When you use the asterisk character at the end of the path, the data file requirements must be in quotation marks.

Note:
  • By default, if you do not specify a host name in the data file requirement, LSF uses the submission host name.
  • If the requested data files are on a different host than the submission host, the submission user must have passwordless ssh configured to the specified host. Configuring passwordless ssh allows LSF to collect data file information on the file to determine whether the file is already in the cache.
  • The source file names can contain only alphanumeric characters, dot (.), underscore (_), and hyphen (-). The file names cannot contain spaces.
  • Path names to files and folders can contain the colon character (:).
  • If you request a folder that contains symbolic links, the symbolic links are respected. Symbolic links within the folder are examined to determine if the links are valid. If a broken symbolic link is detected, the submission is rejected.
  • If you request a folder, you must have access to the folder and its contents. You must have read and execute permission on folders, and read permission on regular files. If you don't have access to the top-level folder and the folder contents, the submission is rejected.

Each data file requested results in a single transfer job that is submitted to LSF by the LSF data manager, unless the file already exists within the LSF data manager cache.
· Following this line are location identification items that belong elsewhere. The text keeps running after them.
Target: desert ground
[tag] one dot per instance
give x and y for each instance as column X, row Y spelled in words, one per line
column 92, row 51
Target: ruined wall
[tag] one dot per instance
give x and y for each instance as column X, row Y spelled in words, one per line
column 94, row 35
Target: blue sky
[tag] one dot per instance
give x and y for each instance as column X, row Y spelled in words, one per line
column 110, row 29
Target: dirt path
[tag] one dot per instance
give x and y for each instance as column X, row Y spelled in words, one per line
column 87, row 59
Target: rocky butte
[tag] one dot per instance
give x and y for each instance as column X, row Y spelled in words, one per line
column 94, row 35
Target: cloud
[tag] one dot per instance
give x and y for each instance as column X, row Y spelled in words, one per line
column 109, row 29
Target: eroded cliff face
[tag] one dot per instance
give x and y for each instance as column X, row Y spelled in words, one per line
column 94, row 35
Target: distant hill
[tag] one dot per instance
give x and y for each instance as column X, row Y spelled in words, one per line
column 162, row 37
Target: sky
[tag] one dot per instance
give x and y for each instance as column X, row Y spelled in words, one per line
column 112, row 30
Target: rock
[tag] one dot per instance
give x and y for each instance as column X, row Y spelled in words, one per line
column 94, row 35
Specifying a folder as a data requirement generates a single transfer job, not separate transfer jobs for each file in the folder.

Procedure

  • Specify a single data file requirement by defining a single source host and file path in the bsub -data command.
    bsub -data "hostA:/data/file1.dat" myjob
  • Specify multiple data file requirements by using multiple -data options.
    bsub –data "hostA:/data/file1.dat" –data "hostA:/data/file2.dat" myjob
  • Specify multiple data file requirements within a single -data option by defining a space-separated list of source hosts and file paths.
    bsub –data "hostA:/data/file1.dat hostA:/data/file2.dat" myjob
  • Specify an entire directory recursively by defining the directory as the file path in the -data option.
    bsub –data "hostA:/data/" myjob

    This command requests all files in the folder data, and recursively requests all files in all subfolders, as the required data files.
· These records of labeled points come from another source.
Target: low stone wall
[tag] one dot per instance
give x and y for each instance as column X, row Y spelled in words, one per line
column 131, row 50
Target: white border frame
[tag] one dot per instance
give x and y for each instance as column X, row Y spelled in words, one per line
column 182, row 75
  • Specify the immediate contents of a directory (but not recursively) by defining the directory with the asterisk character (*) as the file path in the -data option.
    bsub –data "hostA:/data/*" myjob

    This command requests all files at the top level of the folder data as the required data files, but does not recursively define any subfolders.
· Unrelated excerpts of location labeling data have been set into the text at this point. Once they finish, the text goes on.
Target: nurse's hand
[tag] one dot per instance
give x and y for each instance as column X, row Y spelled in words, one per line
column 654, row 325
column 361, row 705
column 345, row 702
  • Specify a set of data files that are indexed by job array element by using the %I special character in the file name in the -data option and by defining the job array with the -J option.
    bsub –data "hostA:/data/file%I.dat" –J "MyJobArray[1-10]" myjob

    The %I special character is replaced with each of the array indexes, and each file is considered as a data file requirement to each of the job array elements. Therefore, /data/file1.dat is a data file requirement for MyJobArray[1], /data/file2.dat is a data file requirement for MyJobArray[2], and the remaining job array elements have similar data file requirements.